Лев отвернулся, ничего не ответив. Слава, надев толстовку, произнес, выходя из ванной:
— Мы поторопились. Нужно было сначала обсудить эту твою странную обиду.
Лев хотел сказать, что вообще-то не обижен, но вместо этого почему-то сказал:
— Она не странная.
Слaвa [72]
В больничном холле Слава чувствовал себя неуютно. После долгих месяцев, проведенных в палате рядом с Ваней, запах хлорки и лекарств начал вызывать у него прочные ассоциации со звуком кардиомонитора, манной кашей и почему-то Максом. Ничто из этого не казалось ему приятным. И никто — тоже. Присутствие Макса с контейнером манной каши осталось для него навязчивым напоминанием, что рядом был не Лев. Какой-то посторонний мужчина кормил его сына. Не Лев.
Пожалуй, из всех нанесенных обид эта была самой сильной.
Он подошел к окну, отогнул в сторону старые жалюзи. Вгляделся вдаль: у забора с табличкой «Приёмный покой» курил ужасно знакомый мальчик — Слава не сразу узнал Ярика. Казалось, в прошлом году он выглядел иначе: аккуратней, прилизанней и… и без сигареты. Он удивился, как совсем по-родительски цыкнул про себя: «Ну вот, курит… А был таким хорошим мальчиком».

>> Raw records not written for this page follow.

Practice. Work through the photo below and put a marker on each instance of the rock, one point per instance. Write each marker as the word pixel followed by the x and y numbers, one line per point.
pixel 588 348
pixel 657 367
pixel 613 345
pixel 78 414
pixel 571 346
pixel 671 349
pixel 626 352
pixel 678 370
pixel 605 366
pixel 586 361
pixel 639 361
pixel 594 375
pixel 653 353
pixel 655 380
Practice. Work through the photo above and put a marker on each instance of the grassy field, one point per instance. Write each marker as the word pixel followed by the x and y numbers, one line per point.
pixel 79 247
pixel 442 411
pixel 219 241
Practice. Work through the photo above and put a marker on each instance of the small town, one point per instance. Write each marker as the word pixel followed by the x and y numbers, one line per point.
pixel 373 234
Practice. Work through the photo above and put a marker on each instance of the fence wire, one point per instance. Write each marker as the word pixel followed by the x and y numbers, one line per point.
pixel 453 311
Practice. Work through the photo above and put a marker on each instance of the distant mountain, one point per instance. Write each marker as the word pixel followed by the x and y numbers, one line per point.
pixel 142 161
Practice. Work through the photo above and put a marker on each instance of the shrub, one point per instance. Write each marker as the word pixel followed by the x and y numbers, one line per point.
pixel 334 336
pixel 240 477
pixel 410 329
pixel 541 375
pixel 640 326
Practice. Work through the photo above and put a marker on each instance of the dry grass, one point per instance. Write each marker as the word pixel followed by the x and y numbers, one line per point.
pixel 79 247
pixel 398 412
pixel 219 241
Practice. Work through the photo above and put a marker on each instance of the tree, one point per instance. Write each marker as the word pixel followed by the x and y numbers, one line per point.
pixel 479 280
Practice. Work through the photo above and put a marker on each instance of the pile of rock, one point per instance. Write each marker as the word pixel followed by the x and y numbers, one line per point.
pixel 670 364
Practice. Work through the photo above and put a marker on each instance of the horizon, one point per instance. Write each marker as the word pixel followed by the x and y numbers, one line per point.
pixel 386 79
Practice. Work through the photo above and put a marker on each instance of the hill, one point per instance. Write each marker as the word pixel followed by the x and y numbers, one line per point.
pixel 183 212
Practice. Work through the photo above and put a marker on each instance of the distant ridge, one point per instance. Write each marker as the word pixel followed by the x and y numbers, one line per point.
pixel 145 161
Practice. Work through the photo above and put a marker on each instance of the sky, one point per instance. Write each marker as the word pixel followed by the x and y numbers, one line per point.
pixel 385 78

Конечно, он догадался, почему Ярик здесь. В прошлом году они со Львом смеялись над его трогательной влюбленностью, над этими по-детски забавными попытками завладеть сердцем Льва и даже украсить у него поцелуй (что, надо признать, почти получилось). Но видеть его спустя год у больничных ворот было уже не так смешно — неужели беднягу не отпустило?
Слава обернулся, услышав шаги Льва еще издалека. Муж подошел к нему, покосился на женщину у стойки регистратуры, и, наклонившись, в быстром приветствии чмокнул Славу в губы.
— Мы опаздываем? — уточнил он.
Слава опустил взгляд на наручные часы: шесть. Приём — в семь.
— Пока нет, — ответил он. — Но там…
Он убрал в бок створку жалюзи, показывая Льву на несчастного влюбленного. Тот вздохнул:
— Давай подождем, пока он уйдет?
Слава засмеялся:
— Ты серьёзно?
— Он же нас перехватит.
— Просто поговори с ним.
— О чём? — буркнул Лев.
Слава задумался.
— Ну, скажи, что у вас ничего не получится, потому что это не этично из-за разницы в возрасте и его отношений с Мики, но ты желаешь ему всего хорошего и веришь, что он еще встретит свою любовь.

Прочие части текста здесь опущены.